Investors have largely embraced the value of a globally diversified equity portfolio—US investors currently allocate about 14% of their portfolio to international equities. However, this same acceptance has not extended to international fixed income. According to The Cerulli Report on US intermediary distribution 2018, investors have just 4% exposure to international bonds.
Over 60% of bond opportunities come from outside the US
Sources: Bloomberg as of March 31, 2019 (left chart), The Cerulli Report, US intermediary distribution 2018 and FactSet as of March 31, 2019 (right chart). Totals may not add up due to rounding.
Not only are overseas fixed income markets collectively bigger than the US market, but they also have historically been the place to find the best performing bond markets. In fact, the US fixed income market, over the past 13 calendar years, has been the top-performing bond market only once (in 2007 – not shown).1
Ranked performance of top 8 fixed income asset classes each year
Source: Morningstar, annualized returns 20018-2018. Please see disclosure for a description of the indices used as proxies for the asset classes shown. An investor cannot invest directly in any of these indices. Past performance is no guarantee of future results.
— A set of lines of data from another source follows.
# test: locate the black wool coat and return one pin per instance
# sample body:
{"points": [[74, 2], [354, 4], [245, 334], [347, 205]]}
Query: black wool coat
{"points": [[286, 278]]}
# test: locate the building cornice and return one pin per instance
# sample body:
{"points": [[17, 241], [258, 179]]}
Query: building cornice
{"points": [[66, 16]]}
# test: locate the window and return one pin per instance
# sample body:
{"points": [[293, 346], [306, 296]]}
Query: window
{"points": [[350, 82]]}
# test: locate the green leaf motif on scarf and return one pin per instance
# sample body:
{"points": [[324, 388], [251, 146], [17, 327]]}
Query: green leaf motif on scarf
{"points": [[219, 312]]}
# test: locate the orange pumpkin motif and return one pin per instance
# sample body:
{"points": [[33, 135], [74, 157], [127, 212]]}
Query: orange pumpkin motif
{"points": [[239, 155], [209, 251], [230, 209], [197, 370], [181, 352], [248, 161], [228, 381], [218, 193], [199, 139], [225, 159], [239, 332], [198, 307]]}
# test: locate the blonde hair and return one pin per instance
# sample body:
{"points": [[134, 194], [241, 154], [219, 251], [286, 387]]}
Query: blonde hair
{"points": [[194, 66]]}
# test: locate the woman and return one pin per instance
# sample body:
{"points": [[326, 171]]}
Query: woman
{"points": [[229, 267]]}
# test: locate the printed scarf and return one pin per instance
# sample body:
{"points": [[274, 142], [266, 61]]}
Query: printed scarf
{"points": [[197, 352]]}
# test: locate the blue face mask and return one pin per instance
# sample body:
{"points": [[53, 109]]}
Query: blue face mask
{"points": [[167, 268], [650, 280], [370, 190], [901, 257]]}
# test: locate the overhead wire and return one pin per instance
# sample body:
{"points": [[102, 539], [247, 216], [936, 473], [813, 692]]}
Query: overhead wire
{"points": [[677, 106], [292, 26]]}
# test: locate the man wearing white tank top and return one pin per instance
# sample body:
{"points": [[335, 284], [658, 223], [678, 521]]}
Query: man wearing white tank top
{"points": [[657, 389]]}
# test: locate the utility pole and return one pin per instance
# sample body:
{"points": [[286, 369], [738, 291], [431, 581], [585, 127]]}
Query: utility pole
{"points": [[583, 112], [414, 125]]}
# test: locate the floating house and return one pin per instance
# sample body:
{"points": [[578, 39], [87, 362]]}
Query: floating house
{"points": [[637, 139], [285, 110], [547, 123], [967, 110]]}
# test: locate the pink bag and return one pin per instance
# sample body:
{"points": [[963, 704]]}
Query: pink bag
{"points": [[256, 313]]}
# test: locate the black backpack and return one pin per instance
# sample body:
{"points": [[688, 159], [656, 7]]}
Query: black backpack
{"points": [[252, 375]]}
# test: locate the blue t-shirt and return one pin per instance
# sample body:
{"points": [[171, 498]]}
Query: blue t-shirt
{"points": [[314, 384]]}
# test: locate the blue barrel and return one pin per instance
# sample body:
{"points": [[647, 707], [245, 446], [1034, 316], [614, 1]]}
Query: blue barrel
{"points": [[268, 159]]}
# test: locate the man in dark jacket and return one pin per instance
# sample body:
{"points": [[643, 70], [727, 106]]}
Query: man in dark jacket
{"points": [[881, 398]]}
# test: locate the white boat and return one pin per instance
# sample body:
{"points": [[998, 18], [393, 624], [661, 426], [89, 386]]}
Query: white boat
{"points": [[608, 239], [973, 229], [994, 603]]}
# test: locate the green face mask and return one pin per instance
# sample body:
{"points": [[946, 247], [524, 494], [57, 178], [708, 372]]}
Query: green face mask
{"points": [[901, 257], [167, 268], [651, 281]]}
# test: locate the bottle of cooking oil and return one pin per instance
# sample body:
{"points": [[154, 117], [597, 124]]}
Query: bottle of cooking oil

Expanding investors’ fixed income allocation to include international fixed income has the potential to benefit portfolios in several ways, including:
Higher income potential, yields in certain areas of the international market (chiefly emerging markets) are currently higher than those available in the US.
Enhanced portfolio diversification through investment in multiple economies, yield curves, interest rate policies, and currencies.
Potential for capital appreciation, which may result from improving credit quality of issuers, falling interest rates, declining inflation in a country’s domestic market, or the strengthening of local currency exchange versus the US dollar. Even countries with negative interest rates may hold the potential for capital appreciation should accommodative monetary policies continue in those countries.